Enriching Metasurface Functionalities by Fully Employing the Inter-Meta-Atom Degrees of Freedom for Double-Key-Secured Encryption

Creating new functionalities has long been the driving impetus for the development of metasurfaces and meta-devices. This has routinely been achieved by exploiting the intrinsic degrees of freedom (DoFs) of their building blocks-meta-atoms, such as searching for new materials or increasing geometric variations. However, these approaches are ultimately bottlenecked by the limited species of natural materials, and often incur additional design or fabrication difficulties. In this work, the authors resort to the relative and absolute structural DoFs at the inter-meta-atom (IMA) level to circumvent the above-mentioned limitations. Eventually, a novel double-key-secured encryption system with increased image storage capacity approaching the theoretical limit is successfully devised by fully employing all the IMA DoFs.
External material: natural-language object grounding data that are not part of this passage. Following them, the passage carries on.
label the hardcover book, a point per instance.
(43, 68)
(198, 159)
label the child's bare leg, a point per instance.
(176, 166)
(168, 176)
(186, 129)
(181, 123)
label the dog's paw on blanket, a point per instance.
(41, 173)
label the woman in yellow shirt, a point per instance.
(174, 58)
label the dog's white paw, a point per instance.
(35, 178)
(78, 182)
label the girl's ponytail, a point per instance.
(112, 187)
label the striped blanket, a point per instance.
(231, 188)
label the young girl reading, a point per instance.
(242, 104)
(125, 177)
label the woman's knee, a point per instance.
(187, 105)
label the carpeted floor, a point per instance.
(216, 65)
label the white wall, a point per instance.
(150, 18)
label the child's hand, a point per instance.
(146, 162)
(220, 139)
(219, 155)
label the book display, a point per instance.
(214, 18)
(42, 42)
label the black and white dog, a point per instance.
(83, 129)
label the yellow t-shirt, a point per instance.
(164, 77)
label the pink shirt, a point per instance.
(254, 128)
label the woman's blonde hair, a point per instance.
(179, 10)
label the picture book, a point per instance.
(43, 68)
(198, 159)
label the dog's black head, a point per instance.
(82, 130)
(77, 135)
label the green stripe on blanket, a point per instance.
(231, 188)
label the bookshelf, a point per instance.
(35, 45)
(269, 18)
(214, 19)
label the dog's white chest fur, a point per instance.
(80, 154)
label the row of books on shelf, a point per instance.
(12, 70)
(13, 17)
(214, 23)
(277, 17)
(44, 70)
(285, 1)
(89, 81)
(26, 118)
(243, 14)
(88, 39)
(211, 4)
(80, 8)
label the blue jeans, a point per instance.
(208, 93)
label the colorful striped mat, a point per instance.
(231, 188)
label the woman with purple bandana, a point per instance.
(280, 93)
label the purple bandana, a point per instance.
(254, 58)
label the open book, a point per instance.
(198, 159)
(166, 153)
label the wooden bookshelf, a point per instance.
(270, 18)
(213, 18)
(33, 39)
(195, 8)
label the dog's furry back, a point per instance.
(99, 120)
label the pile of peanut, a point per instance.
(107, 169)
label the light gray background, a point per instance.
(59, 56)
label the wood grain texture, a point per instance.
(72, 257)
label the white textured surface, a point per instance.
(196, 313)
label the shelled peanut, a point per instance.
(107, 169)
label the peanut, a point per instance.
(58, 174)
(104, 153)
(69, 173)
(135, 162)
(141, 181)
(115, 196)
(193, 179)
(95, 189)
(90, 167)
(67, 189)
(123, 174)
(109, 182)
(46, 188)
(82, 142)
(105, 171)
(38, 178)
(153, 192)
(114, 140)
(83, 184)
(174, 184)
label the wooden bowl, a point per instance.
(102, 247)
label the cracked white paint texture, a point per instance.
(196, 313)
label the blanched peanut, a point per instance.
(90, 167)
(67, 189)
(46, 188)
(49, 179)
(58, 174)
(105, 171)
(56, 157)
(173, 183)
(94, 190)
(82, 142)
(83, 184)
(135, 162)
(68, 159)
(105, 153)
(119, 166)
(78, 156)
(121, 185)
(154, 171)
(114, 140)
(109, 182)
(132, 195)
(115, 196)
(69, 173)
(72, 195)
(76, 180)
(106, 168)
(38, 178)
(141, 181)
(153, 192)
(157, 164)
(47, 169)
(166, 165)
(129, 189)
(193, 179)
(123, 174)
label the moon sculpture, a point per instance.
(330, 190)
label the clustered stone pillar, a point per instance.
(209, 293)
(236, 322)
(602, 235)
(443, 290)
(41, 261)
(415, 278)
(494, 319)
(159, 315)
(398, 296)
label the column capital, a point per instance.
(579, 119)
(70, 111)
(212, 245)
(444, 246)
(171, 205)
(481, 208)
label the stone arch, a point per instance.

The generic design approach, which provides a new means to enrich the metasurface functionalities by expanding the capacity of meta-devices, can be readily adapted in the design of other nanophotonic systems.

Automated summary

To overcome the limitations of traditional methods, the researchers utilize the structural degrees of freedom at the inter-meta-atom level to create new functionalities for metasurfaces and meta-devices. By fully exploiting these degrees of freedom, they successfully design a novel double-key-secured encryption system with increased image storage capacity approaching the theoretical limit. This generic design approach can be applied to other nanophotonic systems, expanding the functionalities of metasurfaces.